0

I defined a Glue:Table and a KinesisFirehose:DeliveryStream in a SAM template for AWS CloudFormation (see code below) and I got error files in the S3 output bucket, with the following error: "errorCode":"DataFormatConversion.InvalidSchema","errorMessage":"The schema is invalid. The specified table has no columns."

Inspecting the table, I see the columns. What may be the cause of the error?

The template

I omitted much of the detail and kept what I thought was more or less essential.

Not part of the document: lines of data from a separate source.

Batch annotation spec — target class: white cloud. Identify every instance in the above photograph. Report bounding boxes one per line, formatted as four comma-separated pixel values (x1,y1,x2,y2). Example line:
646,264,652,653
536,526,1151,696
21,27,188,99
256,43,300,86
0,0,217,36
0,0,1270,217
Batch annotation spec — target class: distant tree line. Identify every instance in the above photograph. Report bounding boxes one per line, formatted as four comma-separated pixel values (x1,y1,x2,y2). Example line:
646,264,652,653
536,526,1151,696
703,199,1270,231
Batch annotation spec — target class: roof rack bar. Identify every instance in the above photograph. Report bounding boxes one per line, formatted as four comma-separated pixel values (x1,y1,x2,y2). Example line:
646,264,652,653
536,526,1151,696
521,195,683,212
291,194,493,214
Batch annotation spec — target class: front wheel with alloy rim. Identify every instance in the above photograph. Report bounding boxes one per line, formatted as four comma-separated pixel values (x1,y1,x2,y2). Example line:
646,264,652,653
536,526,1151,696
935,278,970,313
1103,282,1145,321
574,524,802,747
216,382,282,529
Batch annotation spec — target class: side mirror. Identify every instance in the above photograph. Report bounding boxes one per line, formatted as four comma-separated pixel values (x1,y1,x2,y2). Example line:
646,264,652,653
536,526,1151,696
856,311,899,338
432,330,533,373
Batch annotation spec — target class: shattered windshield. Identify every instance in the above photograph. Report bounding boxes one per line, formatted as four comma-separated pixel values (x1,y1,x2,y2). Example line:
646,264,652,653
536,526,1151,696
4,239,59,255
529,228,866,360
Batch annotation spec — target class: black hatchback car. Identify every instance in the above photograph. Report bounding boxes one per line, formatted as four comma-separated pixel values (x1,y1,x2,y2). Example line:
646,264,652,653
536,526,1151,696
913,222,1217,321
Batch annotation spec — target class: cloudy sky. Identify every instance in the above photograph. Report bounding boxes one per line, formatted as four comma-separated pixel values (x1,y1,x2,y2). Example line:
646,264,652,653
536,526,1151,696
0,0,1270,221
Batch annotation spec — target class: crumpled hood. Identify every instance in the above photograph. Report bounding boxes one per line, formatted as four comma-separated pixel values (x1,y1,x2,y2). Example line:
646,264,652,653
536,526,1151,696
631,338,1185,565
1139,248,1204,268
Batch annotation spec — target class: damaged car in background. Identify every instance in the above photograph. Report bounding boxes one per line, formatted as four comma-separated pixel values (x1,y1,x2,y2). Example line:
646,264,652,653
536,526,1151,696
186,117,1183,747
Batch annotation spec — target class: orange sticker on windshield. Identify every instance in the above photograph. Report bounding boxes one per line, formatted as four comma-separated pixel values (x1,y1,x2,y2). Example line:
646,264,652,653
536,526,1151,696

As you can see, I defined a schema, a table and a delivery stream; in the omitted code, the database was defined as well.

# template.yaml #

Resources:
  ...

  myTable:
    Type: AWS::Glue::Table
    Properties: 
      ...
      CatalogId: !Ref AWS::AccountId
      DatabaseName: myDatabase
      TableInput:
        Name: myTable
        StorageDescriptor:
          SchemaReference: 
            SchemaVersionId: !GetAtt mySchema.InitialSchemaVersionId

  mySchema:
    Type: AWS::Glue::Schema
    Properties:
      ...
      CheckpointVersion: 
        IsLatest: true
        VersionNumber: 1
      Compatibility: BACKWARD
      DataFormat: AVRO
      Name: myTable
      SchemaDefinition: |
        {
          "type": "record",
          "namespace": "myDatabase",
          "name": "myTable",
          "fields": [
            {
              "name": "field1",
              "type": "string"
            },
            {
              "name": "field2",
              "type": "int"
            }
          ]
        }


  myDeliveryStream:
    Type: AWS::KinesisFirehose::DeliveryStream
    Properties:
      ExtendedS3DestinationConfiguration:
          ...
          SchemaConfiguration:
            Region: eu-central-1
            DatabaseName: myDatabase
            TableName: myTable
            CatalogId: !Ref AWS::AccountId
            VersionId: "0"
            RoleARN: !GetAtt FirehoseAccessRole.Arn
Gabriele
  • 420
  • 4
  • 15

1 Answers1

0

As turns out from this answer (which is related to Terraform templates), Kinesis Data Firehose (KDF) «is unable to read table's schema if table is created from existing schema».

The following schema leads to the resolution of the error. Note that the table version in the Firehose section has to be changed, increasing it to the number corresponding to the changes we now made (I had to look for it directly from the console, and there is no way to force a number or to retrieve the latest version within the template which I'm aware of); if the version is not changed, then one will get the same error as before, since the Firehose stream refers the old version.

# template.yaml #

Resources:
  ...

  myTable:
    Type: AWS::Glue::Table
    Properties: 
      ...
      CatalogId: !Ref AWS::AccountId
      DatabaseName: myDatabase
      TableInput:
        Name: myTable
        StorageDescriptor:
          Columns:
            - Name: daytime
              Type: string
            - Name: step_code
              Type: int
            - Name: id_spot
              Type: int
            - Name: id_phase
              Type: int
            - Name: duration
              Type: int
            - Name: n_sample
              Type: int

  myDeliveryStream:
    Type: AWS::KinesisFirehose::DeliveryStream
    Properties:
      ExtendedS3DestinationConfiguration:
          ...
          SchemaConfiguration:
            Region: eu-central-1
            DatabaseName: myDatabase
            TableName: myTable
            CatalogId: !Ref AWS::AccountId
            VersionId: "1"  # CHANGE THIS ACCORDINGLY!
            RoleARN: !GetAtt FirehoseAccessRole.Arn
Gabriele
  • 420
  • 4
  • 15